Composition vs Inheritance in Godot

#c# #godot #dev

Overview

When build software, it’s important to distinguish the difference between is and has when thinking about relationships between different concepts; is an engine a car? No, a car has an engine. Is a ‘Nissan Leaf’ a car? Yes! This may sound trivial but the distinction is important because getting this right in your games, and more broadly your software, can massively improve the way your projects scale and grow.

Composition Vs Inheritance

  • Composition is the concept of defining what something does
  • Inheritance is the concept of defining what something is

A case study, in Godot, where Composition can help you

Lets say we are making a sandbox game where the player can place objects into the world, simple enough. Well we can start by abstracting objects that can be placed into, lets say, an InGameObject.

We’ve just started building the game and want to keep things basic so we say that an in game object is going to be a static body; i.e. it can’t move.

public class InGameObject : StaticBody {
    
}
foo = "x"
bar = 123

We begin to think of a few objects; a wooden crate for example.

public class WoodenCrate : InGameObject {}

Fantastic, we now have a base class which we can extend with any type of objects! We can add some behaviour to the base class such as a method to call when the object is actually placed.

public class InGameObject : StaticBody2D {
    public virtual void Place(){
        ...
    }
}

So now we create a scene for our wooden crate by

  • creating a static body
  • calling it “WoodenCrate”
  • attaching the WoodenCrate script to that static body

Now this works great! We can spawn these in and everything’s fine
 until it isn’t.

Well if you’ve ever tried to build a game, you’ll inevitably want some fun interactive stuff in it, and these things often move around!

So we decide to add a bouncy ball into our sandbox. We create the class and extend InGameObject.

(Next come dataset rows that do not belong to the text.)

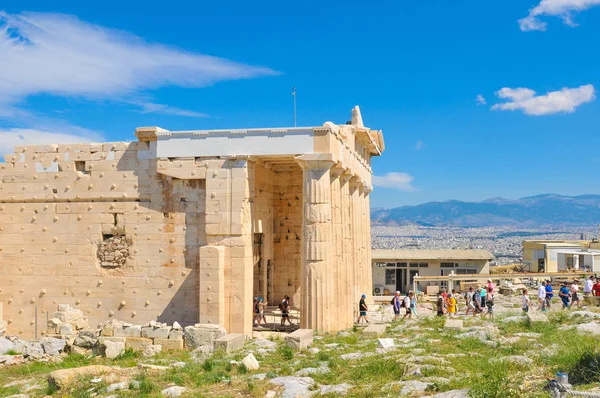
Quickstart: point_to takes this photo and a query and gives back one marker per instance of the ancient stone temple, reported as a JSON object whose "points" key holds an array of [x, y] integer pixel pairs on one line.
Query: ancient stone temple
{"points": [[189, 226]]}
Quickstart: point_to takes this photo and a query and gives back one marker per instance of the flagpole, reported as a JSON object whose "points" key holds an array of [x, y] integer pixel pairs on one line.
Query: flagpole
{"points": [[294, 94]]}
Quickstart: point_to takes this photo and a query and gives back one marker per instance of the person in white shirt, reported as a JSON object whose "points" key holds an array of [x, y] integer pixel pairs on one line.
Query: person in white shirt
{"points": [[525, 302], [574, 294], [542, 296]]}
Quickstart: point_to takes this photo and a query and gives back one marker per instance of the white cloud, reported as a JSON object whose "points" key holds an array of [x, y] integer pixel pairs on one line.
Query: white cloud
{"points": [[148, 107], [60, 55], [393, 180], [10, 138], [559, 8], [565, 100]]}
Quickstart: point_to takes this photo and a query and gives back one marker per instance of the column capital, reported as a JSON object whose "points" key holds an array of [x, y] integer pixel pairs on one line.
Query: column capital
{"points": [[315, 161]]}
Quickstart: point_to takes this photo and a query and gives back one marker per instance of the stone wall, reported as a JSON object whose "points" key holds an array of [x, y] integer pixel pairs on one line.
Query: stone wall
{"points": [[62, 203]]}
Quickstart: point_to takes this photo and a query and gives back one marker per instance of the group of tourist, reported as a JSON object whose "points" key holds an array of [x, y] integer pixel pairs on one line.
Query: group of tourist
{"points": [[258, 308], [568, 294], [477, 301]]}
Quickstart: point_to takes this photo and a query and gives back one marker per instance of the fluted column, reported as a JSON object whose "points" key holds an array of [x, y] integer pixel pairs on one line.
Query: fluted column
{"points": [[347, 252], [317, 272]]}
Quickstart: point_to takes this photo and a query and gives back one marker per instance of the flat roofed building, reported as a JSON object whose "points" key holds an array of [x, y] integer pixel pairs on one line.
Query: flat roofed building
{"points": [[561, 255], [189, 226], [394, 270]]}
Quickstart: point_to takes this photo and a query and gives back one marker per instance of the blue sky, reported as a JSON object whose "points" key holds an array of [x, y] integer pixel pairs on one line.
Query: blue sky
{"points": [[89, 71]]}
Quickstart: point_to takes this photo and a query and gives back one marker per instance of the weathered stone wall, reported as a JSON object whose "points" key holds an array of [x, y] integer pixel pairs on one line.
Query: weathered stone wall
{"points": [[288, 236], [61, 202]]}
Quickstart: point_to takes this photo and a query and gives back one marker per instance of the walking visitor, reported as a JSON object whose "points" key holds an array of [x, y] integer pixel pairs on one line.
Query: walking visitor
{"points": [[362, 309]]}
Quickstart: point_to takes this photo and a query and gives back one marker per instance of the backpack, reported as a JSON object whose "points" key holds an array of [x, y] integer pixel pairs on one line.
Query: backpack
{"points": [[403, 305]]}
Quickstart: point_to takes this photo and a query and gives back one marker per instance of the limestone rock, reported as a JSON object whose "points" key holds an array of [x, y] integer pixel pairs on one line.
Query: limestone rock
{"points": [[63, 377], [202, 353], [385, 343], [203, 334], [86, 339], [151, 350], [29, 349], [5, 346], [173, 392], [250, 362], [113, 349], [52, 346], [294, 387]]}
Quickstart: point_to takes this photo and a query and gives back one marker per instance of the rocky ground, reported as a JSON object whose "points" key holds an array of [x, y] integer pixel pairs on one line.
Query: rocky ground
{"points": [[510, 356]]}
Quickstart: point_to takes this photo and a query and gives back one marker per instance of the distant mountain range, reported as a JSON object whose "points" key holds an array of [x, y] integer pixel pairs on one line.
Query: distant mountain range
{"points": [[533, 211]]}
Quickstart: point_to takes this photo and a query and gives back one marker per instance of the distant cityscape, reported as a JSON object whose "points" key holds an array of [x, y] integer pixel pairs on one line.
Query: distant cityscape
{"points": [[504, 242]]}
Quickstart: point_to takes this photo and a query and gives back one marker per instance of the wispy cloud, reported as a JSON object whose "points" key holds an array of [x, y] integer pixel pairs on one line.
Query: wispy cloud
{"points": [[560, 8], [148, 107], [394, 180], [60, 55], [565, 100], [10, 138]]}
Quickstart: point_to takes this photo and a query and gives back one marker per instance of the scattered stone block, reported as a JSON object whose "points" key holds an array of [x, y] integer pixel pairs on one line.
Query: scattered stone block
{"points": [[173, 392], [301, 338], [137, 343], [52, 346], [103, 339], [385, 343], [203, 334], [231, 342], [374, 330], [202, 353], [170, 344], [151, 350], [113, 349], [250, 362], [127, 331], [5, 346], [453, 324], [156, 332]]}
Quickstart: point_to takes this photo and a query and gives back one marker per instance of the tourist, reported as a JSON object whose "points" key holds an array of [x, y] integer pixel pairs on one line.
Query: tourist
{"points": [[261, 308], [440, 304], [396, 304], [489, 303], [564, 294], [491, 285], [596, 291], [477, 301], [542, 296], [285, 310], [574, 294], [587, 290], [469, 301], [483, 294], [451, 305], [407, 303], [525, 302], [255, 311], [549, 293], [362, 309]]}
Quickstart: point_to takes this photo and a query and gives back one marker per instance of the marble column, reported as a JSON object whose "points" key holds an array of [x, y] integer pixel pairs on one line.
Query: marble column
{"points": [[317, 273]]}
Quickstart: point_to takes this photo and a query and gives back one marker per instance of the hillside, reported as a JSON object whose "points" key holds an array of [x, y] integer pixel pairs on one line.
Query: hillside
{"points": [[530, 211]]}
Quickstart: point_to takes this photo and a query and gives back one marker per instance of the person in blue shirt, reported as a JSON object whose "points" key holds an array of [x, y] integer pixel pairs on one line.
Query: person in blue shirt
{"points": [[549, 293], [565, 294]]}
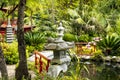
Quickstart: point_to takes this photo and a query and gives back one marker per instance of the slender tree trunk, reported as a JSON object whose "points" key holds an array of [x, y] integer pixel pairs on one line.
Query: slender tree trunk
{"points": [[21, 70], [3, 67]]}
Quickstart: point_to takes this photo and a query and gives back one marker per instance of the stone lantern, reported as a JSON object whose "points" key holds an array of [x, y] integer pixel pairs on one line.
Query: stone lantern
{"points": [[9, 33], [59, 47]]}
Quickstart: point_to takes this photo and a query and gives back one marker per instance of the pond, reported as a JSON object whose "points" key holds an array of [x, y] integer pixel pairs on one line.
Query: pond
{"points": [[101, 71]]}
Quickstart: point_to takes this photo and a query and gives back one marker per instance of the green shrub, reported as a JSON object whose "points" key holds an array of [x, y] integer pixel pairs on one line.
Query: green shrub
{"points": [[110, 45], [34, 38], [10, 52], [69, 37], [83, 38]]}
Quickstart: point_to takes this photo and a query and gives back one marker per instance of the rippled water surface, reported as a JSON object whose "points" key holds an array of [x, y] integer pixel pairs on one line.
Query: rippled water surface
{"points": [[102, 71]]}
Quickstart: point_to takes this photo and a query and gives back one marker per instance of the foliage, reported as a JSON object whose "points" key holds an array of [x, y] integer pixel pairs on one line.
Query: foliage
{"points": [[110, 45], [83, 38], [10, 52], [69, 37], [35, 39]]}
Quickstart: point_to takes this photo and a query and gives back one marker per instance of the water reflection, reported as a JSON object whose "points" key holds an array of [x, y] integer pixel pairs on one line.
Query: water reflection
{"points": [[102, 71]]}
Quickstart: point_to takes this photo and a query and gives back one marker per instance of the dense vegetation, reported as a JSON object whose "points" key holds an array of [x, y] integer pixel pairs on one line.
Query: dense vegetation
{"points": [[83, 21]]}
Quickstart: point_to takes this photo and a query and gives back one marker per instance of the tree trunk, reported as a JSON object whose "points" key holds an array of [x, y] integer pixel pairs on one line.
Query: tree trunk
{"points": [[21, 70], [3, 67]]}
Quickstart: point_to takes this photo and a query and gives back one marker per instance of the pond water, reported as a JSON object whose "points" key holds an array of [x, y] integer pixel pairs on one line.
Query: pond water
{"points": [[101, 71]]}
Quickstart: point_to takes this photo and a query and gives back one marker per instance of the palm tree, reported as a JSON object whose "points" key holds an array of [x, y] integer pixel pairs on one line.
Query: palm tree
{"points": [[21, 70]]}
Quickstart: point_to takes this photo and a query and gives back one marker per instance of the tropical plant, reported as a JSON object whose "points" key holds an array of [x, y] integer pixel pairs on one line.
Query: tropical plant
{"points": [[34, 38], [110, 45]]}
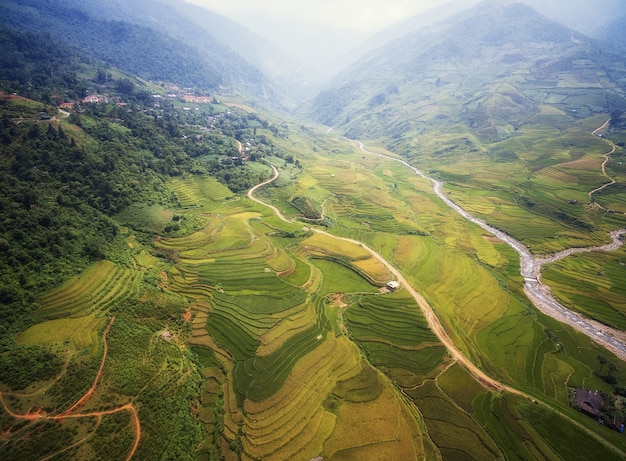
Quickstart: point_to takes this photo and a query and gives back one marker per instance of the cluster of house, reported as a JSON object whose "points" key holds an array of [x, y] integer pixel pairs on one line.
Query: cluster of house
{"points": [[591, 403]]}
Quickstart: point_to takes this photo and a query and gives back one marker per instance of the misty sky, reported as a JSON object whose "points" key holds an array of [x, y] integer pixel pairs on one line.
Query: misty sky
{"points": [[365, 15]]}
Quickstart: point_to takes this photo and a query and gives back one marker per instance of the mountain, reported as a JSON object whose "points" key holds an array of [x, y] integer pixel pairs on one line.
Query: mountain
{"points": [[230, 46], [149, 39], [489, 69]]}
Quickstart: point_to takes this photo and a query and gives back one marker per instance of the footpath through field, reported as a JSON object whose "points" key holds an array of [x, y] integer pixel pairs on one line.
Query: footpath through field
{"points": [[433, 322], [530, 268], [39, 414]]}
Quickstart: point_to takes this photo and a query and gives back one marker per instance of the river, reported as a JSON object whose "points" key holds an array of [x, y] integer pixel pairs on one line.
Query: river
{"points": [[530, 268]]}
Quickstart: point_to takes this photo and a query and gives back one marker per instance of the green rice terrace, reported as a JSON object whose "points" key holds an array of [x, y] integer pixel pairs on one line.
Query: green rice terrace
{"points": [[248, 334]]}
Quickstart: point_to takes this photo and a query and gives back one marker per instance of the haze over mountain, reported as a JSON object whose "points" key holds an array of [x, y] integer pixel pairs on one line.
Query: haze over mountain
{"points": [[180, 43], [489, 68], [327, 48]]}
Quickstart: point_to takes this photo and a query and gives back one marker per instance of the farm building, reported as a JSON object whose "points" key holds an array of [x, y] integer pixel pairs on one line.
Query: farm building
{"points": [[589, 402], [393, 285]]}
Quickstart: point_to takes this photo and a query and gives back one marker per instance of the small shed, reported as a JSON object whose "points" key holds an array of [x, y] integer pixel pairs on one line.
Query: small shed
{"points": [[589, 402], [393, 285]]}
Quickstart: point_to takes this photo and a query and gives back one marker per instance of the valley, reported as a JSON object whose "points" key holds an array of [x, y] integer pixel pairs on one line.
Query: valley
{"points": [[202, 260]]}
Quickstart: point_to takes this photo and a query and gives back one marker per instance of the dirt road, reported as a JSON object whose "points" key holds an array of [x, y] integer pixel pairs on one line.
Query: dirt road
{"points": [[433, 320]]}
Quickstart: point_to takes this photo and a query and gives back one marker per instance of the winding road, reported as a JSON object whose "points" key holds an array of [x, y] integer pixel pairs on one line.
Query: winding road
{"points": [[433, 321], [70, 412], [530, 268]]}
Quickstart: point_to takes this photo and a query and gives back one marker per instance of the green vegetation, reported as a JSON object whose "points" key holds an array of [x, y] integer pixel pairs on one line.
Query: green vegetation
{"points": [[146, 300]]}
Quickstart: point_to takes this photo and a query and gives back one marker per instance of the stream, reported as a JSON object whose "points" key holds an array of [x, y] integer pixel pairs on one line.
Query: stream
{"points": [[530, 268]]}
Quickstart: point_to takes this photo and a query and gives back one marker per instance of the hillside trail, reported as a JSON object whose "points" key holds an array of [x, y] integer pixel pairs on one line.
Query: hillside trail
{"points": [[539, 294], [435, 325], [433, 321], [39, 414], [607, 157]]}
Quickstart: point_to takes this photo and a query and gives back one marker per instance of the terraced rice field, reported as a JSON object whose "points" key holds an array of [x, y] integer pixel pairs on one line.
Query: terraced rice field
{"points": [[198, 191], [92, 292]]}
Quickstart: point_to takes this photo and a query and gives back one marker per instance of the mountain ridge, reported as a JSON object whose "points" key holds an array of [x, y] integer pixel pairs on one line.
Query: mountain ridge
{"points": [[455, 61]]}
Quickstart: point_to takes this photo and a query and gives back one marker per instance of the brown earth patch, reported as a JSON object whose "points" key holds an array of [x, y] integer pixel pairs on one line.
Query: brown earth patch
{"points": [[492, 239]]}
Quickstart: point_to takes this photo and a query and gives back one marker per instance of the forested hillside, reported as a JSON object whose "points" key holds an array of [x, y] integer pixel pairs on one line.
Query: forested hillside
{"points": [[186, 276]]}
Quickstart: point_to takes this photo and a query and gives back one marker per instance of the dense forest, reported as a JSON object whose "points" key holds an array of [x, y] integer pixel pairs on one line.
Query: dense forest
{"points": [[64, 176]]}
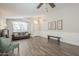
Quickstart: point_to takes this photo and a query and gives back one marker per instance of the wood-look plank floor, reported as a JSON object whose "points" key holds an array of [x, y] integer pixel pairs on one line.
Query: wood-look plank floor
{"points": [[39, 46]]}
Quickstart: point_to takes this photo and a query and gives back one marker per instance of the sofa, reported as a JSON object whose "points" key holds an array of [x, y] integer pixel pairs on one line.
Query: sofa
{"points": [[20, 35]]}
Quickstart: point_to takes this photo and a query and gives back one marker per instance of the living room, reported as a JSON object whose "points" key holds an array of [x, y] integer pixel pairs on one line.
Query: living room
{"points": [[35, 25]]}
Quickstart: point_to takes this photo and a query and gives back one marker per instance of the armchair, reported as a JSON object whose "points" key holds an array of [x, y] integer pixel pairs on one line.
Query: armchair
{"points": [[6, 46]]}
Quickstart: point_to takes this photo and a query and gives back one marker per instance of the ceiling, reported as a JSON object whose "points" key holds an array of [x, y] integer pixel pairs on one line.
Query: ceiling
{"points": [[27, 9]]}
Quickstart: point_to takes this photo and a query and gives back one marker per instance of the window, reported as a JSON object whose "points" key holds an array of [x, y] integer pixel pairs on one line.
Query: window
{"points": [[20, 26]]}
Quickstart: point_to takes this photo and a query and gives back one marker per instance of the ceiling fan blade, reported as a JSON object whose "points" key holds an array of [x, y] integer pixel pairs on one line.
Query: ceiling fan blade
{"points": [[52, 5], [39, 5]]}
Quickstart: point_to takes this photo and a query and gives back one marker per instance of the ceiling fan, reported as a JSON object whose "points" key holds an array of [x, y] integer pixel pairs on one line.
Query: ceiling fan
{"points": [[52, 5]]}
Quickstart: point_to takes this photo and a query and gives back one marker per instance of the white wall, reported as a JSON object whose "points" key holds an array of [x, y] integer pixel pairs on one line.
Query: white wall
{"points": [[2, 23], [69, 13]]}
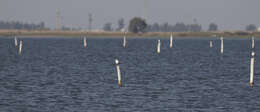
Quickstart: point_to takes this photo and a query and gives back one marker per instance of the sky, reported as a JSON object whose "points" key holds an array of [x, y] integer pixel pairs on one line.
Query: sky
{"points": [[228, 14]]}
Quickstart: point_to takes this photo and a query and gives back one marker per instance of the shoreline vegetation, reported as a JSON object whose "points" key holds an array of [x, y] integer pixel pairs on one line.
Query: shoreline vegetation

public class BouncyBall : InGameObject {}

But then we realise something
 a StaticBody2D isn’t going to work here. A bouncy ball needs to be a RigidBody2D as it needs to move around dynamically. We have tightly coupled our concept of an InGameObject to the concept of a StaticBody2D.

This is the problem with inherritance, in this scenario, we have written the program in such a way that we have told the computer that a bouncy ball is a static body. What we wan’t to do is say that a bouncy ball is an in game object, but has the behaviour of moving around.

We should rewrite the base InGameObject class to say that an in game object is a 2D Node, but doesn’t have any additional behaviour yet (i.e. being static vs dynamic).

public class InGameObject : Node2D {
}

We can then still inherit our classes from the InGameObject class, because they are in game objects, but we want to compose additional behaviour by telling the computer what features they additionally have.

We can do this by changing how we think about our scene tree. We want to think in terms of what something is, and what behaviour it should have.

Back to the wooden crate and bouncy box. For our Godot scenes, we know that the actual node for a wooden crate is a StaticBody2D and a bouncy ball is a RigidBody2D. We Know that these nodes have the additional behaviour supplied to them by our code, so we add (compose) that behaviour to them. We add a Node2D to each scene and call it InGameObject and add the respective classes we defined earlier to them.

Now we can have basically any Godot scene tree setup and we can add the behaviour of an in game object onto it! So your object could be static, dynamic, a texture etc.

Side note: The reason we name the child nodes InGameObject and not WoodenCrate and BouncyBall is so we can abstract away the actual implementation. When we are iterating over these objects in the scene, we can tell if a scene has in game object behaviour by checking if it has any child nodes called InGameObject.

It’s important to distinct here the nuance of is and has in respect to the layers of our game, most notibly the Godot scene tree and our class definitions. The actual Godot node for a bouncy ball is a RigidBody2D, but it has the behaviour of an InGameObject composed onto it. And the concept of a bouncy ball is an in game object, it can inherit that class because we are not composing any behaviour onto the InGameObject class, a bouncy ball is inherrently an in game object, but it isn’t inherrantly a Godot RigidBody2D.